旅 → 咸
Hexagram 56: The Wanderer → Hexagram 31: Influence
Changing Lines
This transformation involves 4 changing lines (lines 1, 4, 5, 6).
Line 1
初六 旅瑣瑣。斯其所取災。
Six at the beginning means: If the wanderer busies himself with trivial things, He draws down misfortune upon himself.
Line 4
九四 旅于處。得其資斧。我心不快。
Nine in the fourth place means: The wanderer rests in a shelter. He obtains his property and an ax. My heart is not glad.
Line 5
六五 射雉。一矢亡。終以譽命。
Six in the fifth place means: He shoots a pheasant. It drops with the first arrow. In the end this brings both praise and office.
Line 6
上九 鳥焚其巢。旅人先笑後號咷。喪牛于易。凶。
Nine at the top means: The bird's nest burns up. The wanderer laughs at first, Then must needs lament and weep. Through carelessness he loses his cow. Misfortune.
Trigram Changes
Yilin Verse
金梁銕柱,千年牢固。完全不腐,聖人安處。
Golden beams, iron pillars; steadfast for a thousand years. Whole and uncorrupted; the sage dwells there in peace.

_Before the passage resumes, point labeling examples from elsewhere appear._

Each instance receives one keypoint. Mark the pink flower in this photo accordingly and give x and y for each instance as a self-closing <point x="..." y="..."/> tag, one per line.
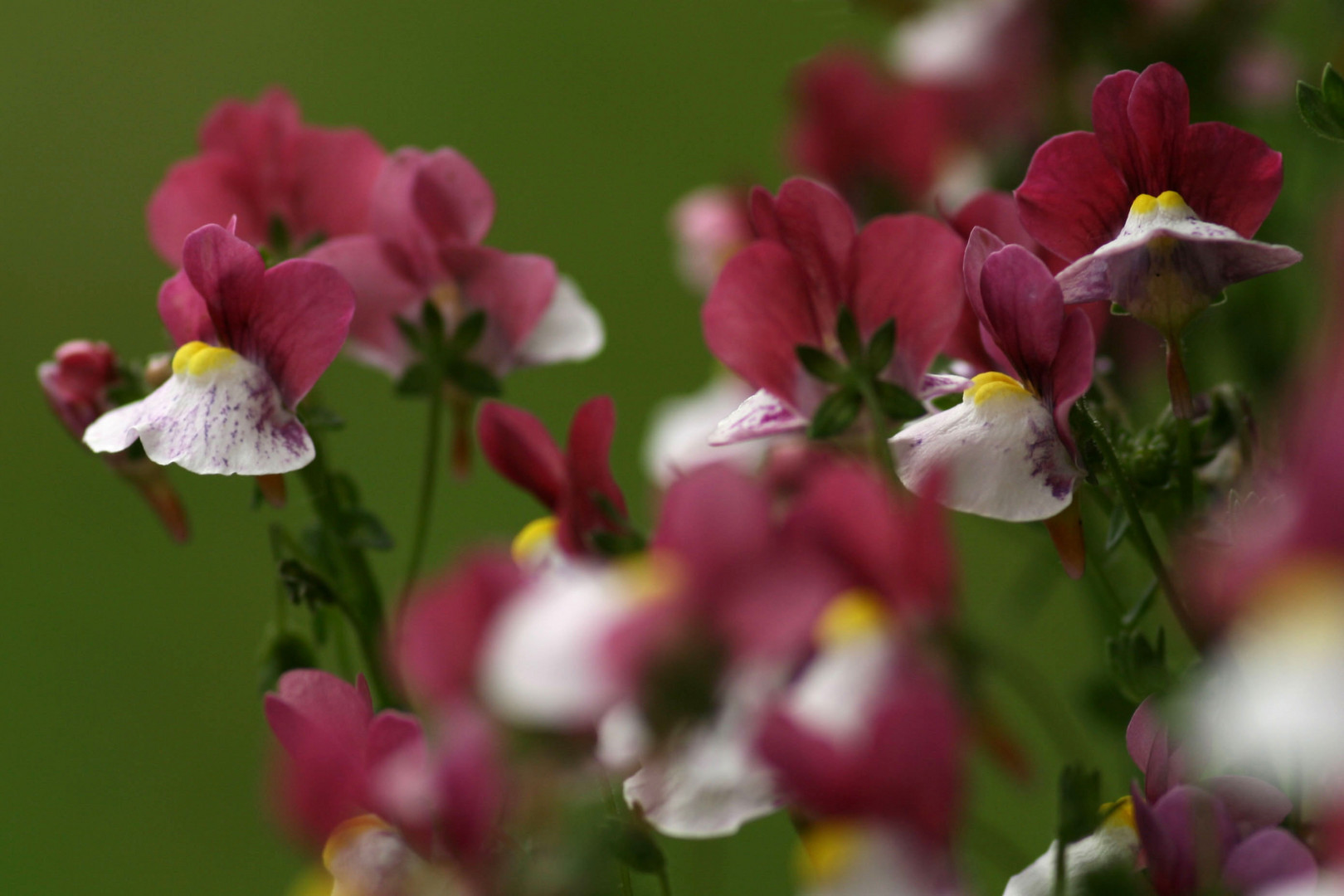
<point x="332" y="746"/>
<point x="261" y="164"/>
<point x="253" y="342"/>
<point x="788" y="288"/>
<point x="577" y="486"/>
<point x="429" y="214"/>
<point x="1157" y="212"/>
<point x="78" y="386"/>
<point x="1008" y="446"/>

— Jiao Yanshou, Yilin (Forest of Changes), 1st century BCE
Commentary
Fire on the mountain, and below stands a structure built to last a thousand years. Golden beams and iron pillars — complete, incorruptible, unrotting — provide a dwelling where the sage rests in peace. This is architecture as permanence incarnate: no wanderer's tent or roadside inn, but a fortress of enduring materials. The verse offers the opposite of transience: what is built with the strongest elements need never be rebuilt. From The Wanderer to Influence, a lake rests atop the mountain, and the open heart receives all. The sage's secure dwelling is not a sealed vault but an open structure — firm in its foundations yet receptive at its summit. True permanence comes from influence that endures because its core is unshakable.